【机器学习】数据分析特征

参考来源：https://www.bilibili.com/video/BV1nt411r7tj

1.数据质量分析

缺失值

异常值：箱线图

一致值（多数据源不一致）

2.图像可视化

占比：饼图、气泡图（2-5维）

波动图：折线图

门槛效应和边际递减：分析营销费用和流量价格

3.常见标签

1.性别分布：男女其它

2.地区分布：省份北上广深

3.年龄分布：80900010

4.数据特征

数值：数量、平均数、极差、标准差、方差、极值

分布规律：均匀分布、正太分布、长尾分布

可视化方法：柱状图、条形图、散点图、饼状图

5.pandas操作

读取数据

order_products = pd.read_csv("./instacart/order_products__prior.csv")

连表查询

tab1 = pd.merge(aisles, products, on=["aisle_id", "aisle_id"])

建立交叉表

table = pd.crosstab(tab3["user_id"], tab3["aisle"])

pca降维sk-learn

datanew=sklearn.decomposition.PCA(n_components=0.95).fit_transform(data)

6.数据预处理

6.1归一化

将数据压缩到0-1.让计算容易处理有不损失数据间大小占比

    # 1、获取数据
    data = pd.read_csv("dating.txt")
    data = data.iloc[:, :3]
    print("data:\n", data)

    # 2、实例化一个转换器类 压缩到2-3
    transfer = MinMaxScaler(feature_range=(2, 3))

    # 3、调用fit_transform
    data_new = transfer.fit_transform(data)
    print("data_new:\n", data_new)

6.2标准化（转换器）

(x-mean)/var。将数据转换到均值为0均差为1.减少异常值对整体数据产生差异少的特点。让数据易用于训练

fit:计算mean、var。transform：计算(x-mean)/var

    # 1、获取数据
    data = pd.read_csv("dating.txt")
    data = data.iloc[:, :3]
    print("data:\n", data)

    # 2、实例化一个转换器类
    transfer = StandardScaler()

    # 3、调用fit_transform
    data_new = transfer.fit_transform(data)
    print("data_new:\n", data_new)

6.3 方差降维

方差低的数据标签舍弃

def variance_demo():
    """
    过滤低方差特征
    :return:
    """
    # 1、获取数据
    data = pd.read_csv("factor_returns.csv")
    data = data.iloc[:, 1:-2]
    print("data:\n", data)

    # 2、实例化一个转换器类
    transfer = VarianceThreshold(threshold=10)

    # 3、调用fit_transform
    data_new = transfer.fit_transform(data)
    print("data_new:\n", data_new, data_new.shape)

    # 计算某两个变量之间的相关系数
    r1 = pearsonr(data["pe_ratio"], data["pb_ratio"])
    print("相关系数：\n", r1)
    r2 = pearsonr(data['revenue'], data['total_expense'])
    print("revenue与total_expense之间的相关性：\n", r2)

6.4 数据直接排除

data = data.query("x < 2.5 & x > 2 & y < 1.5 & y > 1.0")

6.5 时间戳转化日期、星期、小时

time_value = pd.to_datetime(data["time"], unit="s")
date = pd.DatetimeIndex(time_value)

data["day"] = date.day
data["weekday"] = date.weekday
data["hour"] = date.hour

6.6数据聚合

place_count = data.groupby("place_id").count()["row_id"]

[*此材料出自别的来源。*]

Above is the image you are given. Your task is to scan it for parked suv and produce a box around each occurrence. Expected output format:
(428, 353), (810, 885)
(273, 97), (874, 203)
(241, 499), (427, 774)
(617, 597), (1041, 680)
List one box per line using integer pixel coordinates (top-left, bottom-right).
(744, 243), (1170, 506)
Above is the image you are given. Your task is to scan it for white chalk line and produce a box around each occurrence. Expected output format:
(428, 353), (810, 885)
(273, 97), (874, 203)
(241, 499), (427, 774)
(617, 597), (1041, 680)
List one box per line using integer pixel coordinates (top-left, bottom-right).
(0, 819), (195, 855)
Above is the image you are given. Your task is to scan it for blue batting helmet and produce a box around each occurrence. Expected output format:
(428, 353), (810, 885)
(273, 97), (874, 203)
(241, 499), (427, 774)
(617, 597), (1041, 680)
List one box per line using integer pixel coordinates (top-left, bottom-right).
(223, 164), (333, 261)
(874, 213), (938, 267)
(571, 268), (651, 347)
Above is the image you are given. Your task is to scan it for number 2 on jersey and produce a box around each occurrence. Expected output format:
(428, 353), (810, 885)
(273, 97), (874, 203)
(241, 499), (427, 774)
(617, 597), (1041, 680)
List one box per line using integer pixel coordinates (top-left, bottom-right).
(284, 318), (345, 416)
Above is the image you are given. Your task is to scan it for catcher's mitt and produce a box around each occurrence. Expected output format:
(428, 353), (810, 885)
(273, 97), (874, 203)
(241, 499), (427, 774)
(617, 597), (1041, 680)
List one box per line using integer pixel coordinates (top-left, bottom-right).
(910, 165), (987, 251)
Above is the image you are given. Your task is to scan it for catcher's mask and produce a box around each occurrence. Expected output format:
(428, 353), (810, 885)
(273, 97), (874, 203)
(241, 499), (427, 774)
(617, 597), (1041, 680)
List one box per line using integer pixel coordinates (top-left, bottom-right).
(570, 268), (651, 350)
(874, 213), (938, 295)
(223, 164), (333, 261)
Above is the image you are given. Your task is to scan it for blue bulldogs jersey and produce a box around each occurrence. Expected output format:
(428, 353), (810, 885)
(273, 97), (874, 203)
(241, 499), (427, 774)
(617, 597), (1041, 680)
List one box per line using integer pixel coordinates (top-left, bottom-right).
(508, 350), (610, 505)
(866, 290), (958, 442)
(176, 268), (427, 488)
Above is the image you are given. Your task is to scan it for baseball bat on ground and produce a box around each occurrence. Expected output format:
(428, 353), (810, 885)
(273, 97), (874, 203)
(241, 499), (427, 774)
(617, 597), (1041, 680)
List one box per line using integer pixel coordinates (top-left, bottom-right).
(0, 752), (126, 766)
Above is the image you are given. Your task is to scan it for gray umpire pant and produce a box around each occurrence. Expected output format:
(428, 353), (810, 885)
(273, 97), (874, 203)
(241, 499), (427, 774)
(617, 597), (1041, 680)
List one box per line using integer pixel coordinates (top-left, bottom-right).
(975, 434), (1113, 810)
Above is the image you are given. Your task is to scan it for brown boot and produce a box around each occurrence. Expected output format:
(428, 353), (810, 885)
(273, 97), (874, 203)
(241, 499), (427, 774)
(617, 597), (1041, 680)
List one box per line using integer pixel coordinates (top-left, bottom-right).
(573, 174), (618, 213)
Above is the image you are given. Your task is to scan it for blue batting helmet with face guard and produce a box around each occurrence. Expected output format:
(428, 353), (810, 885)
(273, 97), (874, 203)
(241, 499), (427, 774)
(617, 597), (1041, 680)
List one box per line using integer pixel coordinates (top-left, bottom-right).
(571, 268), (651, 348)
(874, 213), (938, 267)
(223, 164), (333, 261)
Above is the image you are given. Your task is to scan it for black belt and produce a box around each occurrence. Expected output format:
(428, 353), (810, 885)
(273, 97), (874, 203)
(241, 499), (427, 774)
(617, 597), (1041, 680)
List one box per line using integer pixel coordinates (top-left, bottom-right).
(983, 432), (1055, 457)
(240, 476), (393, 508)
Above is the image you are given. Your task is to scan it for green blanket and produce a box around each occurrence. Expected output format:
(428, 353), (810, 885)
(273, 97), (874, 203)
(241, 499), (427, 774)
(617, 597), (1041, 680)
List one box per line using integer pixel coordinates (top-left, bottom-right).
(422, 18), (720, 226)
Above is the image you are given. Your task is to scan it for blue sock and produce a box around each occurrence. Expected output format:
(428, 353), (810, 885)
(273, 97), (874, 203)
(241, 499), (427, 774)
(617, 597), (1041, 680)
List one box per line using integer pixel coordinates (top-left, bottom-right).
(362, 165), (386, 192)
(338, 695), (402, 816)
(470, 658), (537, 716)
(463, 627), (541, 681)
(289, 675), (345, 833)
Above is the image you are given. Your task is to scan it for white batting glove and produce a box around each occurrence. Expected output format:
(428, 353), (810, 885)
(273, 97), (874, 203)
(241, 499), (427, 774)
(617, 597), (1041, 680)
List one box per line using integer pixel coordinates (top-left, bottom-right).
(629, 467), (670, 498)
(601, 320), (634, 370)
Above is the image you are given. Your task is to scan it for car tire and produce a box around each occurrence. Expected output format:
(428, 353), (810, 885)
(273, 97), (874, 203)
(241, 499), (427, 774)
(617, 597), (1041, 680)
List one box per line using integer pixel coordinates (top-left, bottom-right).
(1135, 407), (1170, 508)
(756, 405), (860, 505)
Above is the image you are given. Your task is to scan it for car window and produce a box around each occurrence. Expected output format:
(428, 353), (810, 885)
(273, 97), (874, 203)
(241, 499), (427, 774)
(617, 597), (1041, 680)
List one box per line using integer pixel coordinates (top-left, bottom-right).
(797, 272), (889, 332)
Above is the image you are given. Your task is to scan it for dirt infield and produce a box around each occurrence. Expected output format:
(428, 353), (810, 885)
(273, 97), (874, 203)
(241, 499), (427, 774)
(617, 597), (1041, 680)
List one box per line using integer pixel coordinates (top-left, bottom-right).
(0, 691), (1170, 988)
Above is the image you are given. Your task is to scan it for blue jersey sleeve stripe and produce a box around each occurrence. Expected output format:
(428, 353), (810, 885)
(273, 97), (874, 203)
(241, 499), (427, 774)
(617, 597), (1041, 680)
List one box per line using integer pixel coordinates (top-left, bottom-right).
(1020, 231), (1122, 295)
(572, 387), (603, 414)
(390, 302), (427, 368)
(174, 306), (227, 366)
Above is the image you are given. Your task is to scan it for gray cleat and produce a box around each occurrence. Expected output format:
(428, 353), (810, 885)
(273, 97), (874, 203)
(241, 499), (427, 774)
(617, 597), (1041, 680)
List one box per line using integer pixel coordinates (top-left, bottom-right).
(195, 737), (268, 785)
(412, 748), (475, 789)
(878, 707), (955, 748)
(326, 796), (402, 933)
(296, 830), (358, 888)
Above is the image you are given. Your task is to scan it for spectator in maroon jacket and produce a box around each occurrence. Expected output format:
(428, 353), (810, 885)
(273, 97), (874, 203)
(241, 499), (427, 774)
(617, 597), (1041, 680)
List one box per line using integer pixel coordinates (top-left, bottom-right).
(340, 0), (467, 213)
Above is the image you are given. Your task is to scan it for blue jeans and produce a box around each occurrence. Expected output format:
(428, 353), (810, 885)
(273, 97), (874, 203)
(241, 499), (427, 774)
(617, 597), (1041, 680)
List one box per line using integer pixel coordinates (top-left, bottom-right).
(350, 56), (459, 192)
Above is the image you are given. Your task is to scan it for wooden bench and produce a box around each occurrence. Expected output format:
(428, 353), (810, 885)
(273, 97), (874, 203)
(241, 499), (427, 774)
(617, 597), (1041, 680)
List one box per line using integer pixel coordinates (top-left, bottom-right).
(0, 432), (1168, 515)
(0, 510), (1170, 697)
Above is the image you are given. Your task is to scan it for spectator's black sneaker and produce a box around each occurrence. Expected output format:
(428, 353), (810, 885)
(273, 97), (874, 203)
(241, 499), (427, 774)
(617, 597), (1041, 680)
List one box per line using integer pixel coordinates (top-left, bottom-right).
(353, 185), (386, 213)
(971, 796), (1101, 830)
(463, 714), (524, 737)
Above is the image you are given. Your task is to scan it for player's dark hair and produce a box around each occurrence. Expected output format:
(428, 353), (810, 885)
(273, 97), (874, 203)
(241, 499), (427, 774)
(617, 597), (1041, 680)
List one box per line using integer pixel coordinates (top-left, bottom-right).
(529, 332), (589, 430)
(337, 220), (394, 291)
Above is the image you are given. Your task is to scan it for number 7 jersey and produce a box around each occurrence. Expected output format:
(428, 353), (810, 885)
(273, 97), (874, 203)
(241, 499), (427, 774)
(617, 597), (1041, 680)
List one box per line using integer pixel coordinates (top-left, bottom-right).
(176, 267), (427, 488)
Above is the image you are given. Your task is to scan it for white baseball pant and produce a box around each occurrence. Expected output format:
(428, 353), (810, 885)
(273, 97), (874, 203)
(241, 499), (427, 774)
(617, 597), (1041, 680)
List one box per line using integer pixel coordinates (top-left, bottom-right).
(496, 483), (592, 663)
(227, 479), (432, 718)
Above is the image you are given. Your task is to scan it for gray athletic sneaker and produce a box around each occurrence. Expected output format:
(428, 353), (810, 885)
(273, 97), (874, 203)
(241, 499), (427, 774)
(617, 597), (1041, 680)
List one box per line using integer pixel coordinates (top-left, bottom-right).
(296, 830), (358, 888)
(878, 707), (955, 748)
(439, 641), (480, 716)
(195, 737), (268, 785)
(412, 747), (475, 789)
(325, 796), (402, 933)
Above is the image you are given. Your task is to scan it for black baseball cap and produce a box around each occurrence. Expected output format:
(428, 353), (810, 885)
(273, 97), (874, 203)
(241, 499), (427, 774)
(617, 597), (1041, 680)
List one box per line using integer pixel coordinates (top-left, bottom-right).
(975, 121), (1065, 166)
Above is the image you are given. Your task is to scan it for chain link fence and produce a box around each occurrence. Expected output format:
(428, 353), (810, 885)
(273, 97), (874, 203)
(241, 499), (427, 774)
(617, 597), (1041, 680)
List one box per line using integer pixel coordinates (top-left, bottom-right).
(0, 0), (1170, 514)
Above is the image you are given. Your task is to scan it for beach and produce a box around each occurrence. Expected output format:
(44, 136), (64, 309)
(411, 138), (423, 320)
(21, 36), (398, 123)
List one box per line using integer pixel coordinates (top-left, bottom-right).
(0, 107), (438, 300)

data_final = data[data["place_id"].isin(place_count[place_count > 3].index.values)]

6.7缺失值处理

# 2、缺失值处理
# 1）替换-》np.nan
data = data.replace(to_replace="?", value=np.nan)
# 2）删除缺失样本
data.dropna(inplace=True)
#%%
data.isnull().any() # 不存在缺失值

7.数据建模（预估器）

7.1 knn：小数据<1000

交叉验证：将训练集分为n组，进行n次训练，每次选择其中一组用来验证结果，其它组用于训练。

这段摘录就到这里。